El músico clarinetista salteño, radicado en Europa, participó de la ceremonia de encendido de la llama en el monumento al Soldado Desconocido, en el marco de los 190 años de relaciones diplomáticas entre Uruguay y Francia. En un escenario cargado de simbolismo y memoria, bajo el imponente Arco del Triunfo de París, se llevó a cabo la ceremonia de encendido de la llama en el monumento al Soldado Desconocido, dando inicio a las celebraciones por los 190 años de relaciones diplomáticas entre Uruguay y Francia. Entre los asistentes estuvo el músico clarinetista salteño Federico Palacios, radicado desde hace años en Europa, quien vivió este momento como una experiencia profundamente significativa.

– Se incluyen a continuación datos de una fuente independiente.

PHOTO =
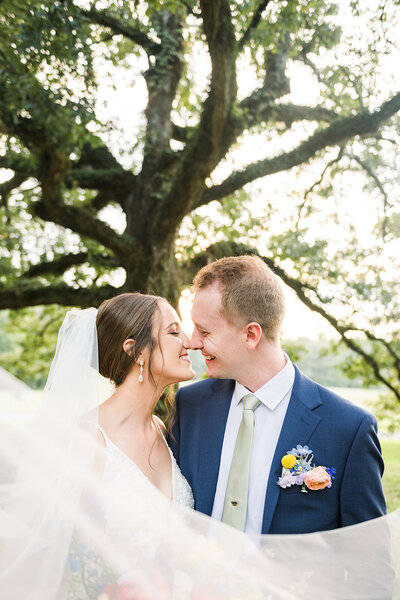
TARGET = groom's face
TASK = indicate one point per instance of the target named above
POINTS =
(220, 342)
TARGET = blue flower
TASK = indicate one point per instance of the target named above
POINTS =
(331, 471)
(300, 451)
(301, 466)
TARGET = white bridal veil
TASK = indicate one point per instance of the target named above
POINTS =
(52, 533)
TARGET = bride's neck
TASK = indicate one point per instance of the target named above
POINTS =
(131, 405)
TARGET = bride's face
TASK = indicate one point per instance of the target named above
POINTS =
(170, 362)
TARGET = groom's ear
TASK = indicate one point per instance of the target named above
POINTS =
(128, 346)
(253, 332)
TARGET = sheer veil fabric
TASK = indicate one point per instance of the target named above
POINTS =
(49, 500)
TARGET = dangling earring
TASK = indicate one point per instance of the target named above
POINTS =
(140, 371)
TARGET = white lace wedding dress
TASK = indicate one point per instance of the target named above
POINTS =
(88, 574)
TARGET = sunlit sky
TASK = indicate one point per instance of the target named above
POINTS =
(122, 99)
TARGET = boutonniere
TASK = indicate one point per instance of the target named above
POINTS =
(297, 469)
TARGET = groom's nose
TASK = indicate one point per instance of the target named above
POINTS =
(196, 342)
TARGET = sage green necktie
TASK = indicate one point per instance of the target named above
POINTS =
(235, 504)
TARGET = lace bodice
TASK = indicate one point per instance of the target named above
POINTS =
(122, 478)
(121, 472)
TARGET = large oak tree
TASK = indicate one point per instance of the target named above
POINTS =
(215, 72)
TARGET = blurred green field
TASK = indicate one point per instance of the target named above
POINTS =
(391, 477)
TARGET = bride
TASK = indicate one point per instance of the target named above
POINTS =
(93, 505)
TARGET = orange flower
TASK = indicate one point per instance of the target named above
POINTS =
(317, 479)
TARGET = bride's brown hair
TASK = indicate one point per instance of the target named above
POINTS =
(127, 316)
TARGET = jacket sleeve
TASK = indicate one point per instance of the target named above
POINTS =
(361, 496)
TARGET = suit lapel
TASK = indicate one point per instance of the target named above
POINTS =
(299, 424)
(214, 413)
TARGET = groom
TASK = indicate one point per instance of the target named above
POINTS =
(233, 429)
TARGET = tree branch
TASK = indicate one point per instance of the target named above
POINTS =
(204, 150)
(62, 263)
(370, 172)
(80, 220)
(222, 249)
(101, 17)
(8, 186)
(337, 133)
(253, 23)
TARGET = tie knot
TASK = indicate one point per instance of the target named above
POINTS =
(250, 402)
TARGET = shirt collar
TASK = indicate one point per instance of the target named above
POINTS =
(272, 392)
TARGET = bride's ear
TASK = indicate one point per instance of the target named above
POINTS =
(128, 346)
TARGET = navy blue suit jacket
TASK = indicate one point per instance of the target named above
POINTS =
(340, 435)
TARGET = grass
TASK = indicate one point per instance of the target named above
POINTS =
(391, 477)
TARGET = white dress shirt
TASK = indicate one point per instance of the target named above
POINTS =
(268, 417)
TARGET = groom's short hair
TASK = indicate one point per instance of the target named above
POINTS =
(250, 292)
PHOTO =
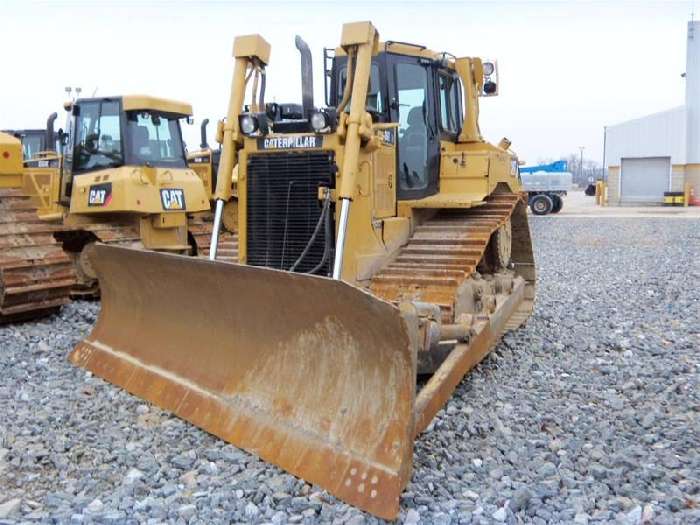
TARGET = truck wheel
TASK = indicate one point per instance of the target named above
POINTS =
(557, 203)
(541, 205)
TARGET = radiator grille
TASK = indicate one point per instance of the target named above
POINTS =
(283, 209)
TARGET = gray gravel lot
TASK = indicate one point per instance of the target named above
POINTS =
(588, 414)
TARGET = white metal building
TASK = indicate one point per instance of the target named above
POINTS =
(648, 156)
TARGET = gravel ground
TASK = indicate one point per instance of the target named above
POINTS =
(588, 414)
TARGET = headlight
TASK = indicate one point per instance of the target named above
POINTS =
(248, 124)
(319, 121)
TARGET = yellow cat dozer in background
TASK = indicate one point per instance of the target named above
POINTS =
(380, 238)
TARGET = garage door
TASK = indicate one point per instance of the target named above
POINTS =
(644, 180)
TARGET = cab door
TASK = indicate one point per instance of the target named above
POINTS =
(412, 105)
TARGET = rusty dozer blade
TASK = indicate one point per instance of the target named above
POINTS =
(311, 374)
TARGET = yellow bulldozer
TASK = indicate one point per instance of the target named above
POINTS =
(381, 238)
(36, 277)
(121, 178)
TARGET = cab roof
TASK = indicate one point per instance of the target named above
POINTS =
(146, 102)
(143, 103)
(406, 48)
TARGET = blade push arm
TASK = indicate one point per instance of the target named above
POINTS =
(360, 41)
(249, 51)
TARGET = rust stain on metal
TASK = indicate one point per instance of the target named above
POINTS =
(35, 275)
(328, 397)
(311, 374)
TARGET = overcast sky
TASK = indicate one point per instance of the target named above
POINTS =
(566, 68)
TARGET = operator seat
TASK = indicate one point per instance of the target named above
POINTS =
(140, 143)
(413, 149)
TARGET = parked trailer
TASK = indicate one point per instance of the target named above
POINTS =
(546, 185)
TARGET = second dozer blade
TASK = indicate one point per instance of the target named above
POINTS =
(311, 374)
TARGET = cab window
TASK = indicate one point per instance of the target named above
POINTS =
(31, 145)
(375, 104)
(98, 130)
(413, 107)
(450, 103)
(154, 139)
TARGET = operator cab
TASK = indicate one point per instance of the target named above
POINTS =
(124, 131)
(424, 96)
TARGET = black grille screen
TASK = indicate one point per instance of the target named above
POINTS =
(283, 209)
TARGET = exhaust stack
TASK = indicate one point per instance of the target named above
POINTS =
(307, 79)
(50, 135)
(203, 134)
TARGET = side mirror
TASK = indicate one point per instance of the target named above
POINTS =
(490, 84)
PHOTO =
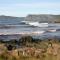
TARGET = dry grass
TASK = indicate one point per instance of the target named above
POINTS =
(40, 51)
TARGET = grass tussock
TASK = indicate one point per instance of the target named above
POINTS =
(30, 49)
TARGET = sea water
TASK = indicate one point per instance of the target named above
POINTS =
(13, 29)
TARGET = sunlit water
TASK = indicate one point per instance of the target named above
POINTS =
(14, 29)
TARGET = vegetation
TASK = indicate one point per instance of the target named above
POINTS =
(30, 49)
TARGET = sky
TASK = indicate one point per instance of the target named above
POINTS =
(22, 8)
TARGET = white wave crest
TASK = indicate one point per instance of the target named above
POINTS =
(36, 24)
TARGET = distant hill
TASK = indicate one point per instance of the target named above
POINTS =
(44, 18)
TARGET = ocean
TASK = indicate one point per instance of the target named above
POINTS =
(14, 29)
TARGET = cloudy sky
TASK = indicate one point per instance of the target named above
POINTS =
(24, 7)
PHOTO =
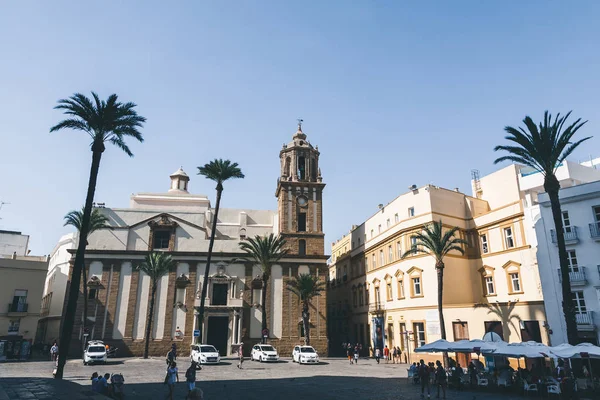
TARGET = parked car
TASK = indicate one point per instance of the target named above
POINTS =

En diálogo con CAMBIO, compartió sus sensaciones tras haber sido parte de este acontecimiento
UN PUENTE VIVO 
Para el clarinetista, participar de este acto no solo implicó ser testigo de una instancia protocolar, sino sentirse parte de un puente vivo entre dos países a los que lo une un profundo afecto. En ese sentido, destacó que formar parte de una ceremonia que inaugura un año de celebraciones tan significativo fue, sin dudas, un verdadero honor. La solemnidad del lugar y la magnitud del evento despertaron en él una mezcla de orgullo y emoción. Estar allí, en un sitio emblemático a nivel mundial, le permitió dimensionar la riqueza del vínculo entre Uruguay y Francia, no como una relación distante o meramente diplomática, sino como un lazo activo, construido a lo largo del tiempo a partir del respeto mutuo, la afinidad cultural y los encuentros humanos, relata. También reflexionó sobre la evolución de este vínculo bilateral, señalando que trasciende ampliamente lo institucional. A lo largo de casi dos siglos, sostuvo, se ha consolidado una relación basada en valores compartidos como la cultura, la educación y una visión profundamente humanista, que se expresa no solo en acuerdos formales, sino también en el arte, el pensamiento y las experiencias de quienes, como él, viven entre ambos mundos. 
PRESENCIA DE COMPATRIOTAS 
Uno de los aspectos que más destacó fue la presencia de compatriotas uruguayos en la ceremonia. Sin necesidad de conocerse previamente, describió un encuentro marcado por la naturalidad, el respeto y una forma muy particular de reconocerse entre uruguayos en el exterior: sin estridencias, con discreción, pero con una fuerte conciencia de estar compartiendo un momento importante. Esa identidad también se hizo presente de manera especialmente emotiva al escuchar el Himno Nacional Uruguayo en un escenario de tanta carga histórica. Para Palacios, se trató de una experiencia profundamente conmovedora, en la que no sólo resonó la música, sino también la memoria, la pertenencia y el vínculo con su país de origen. Lejos de Uruguay, esos instantes adquieren una intensidad mayor, transformándose en vivencias difíciles de traducir en palabras. Dentro de ese marco, hubo un gesto que consideró particularmente significativo: los uruguayos presentes no sólo entonaron su himno, sino también el francés. Para el músico, este acto sencillo pero cargado de sentido reflejó el respeto, la gratitud y la conciencia del momento vivido, honrando tanto las raíces propias como al país anfitrión.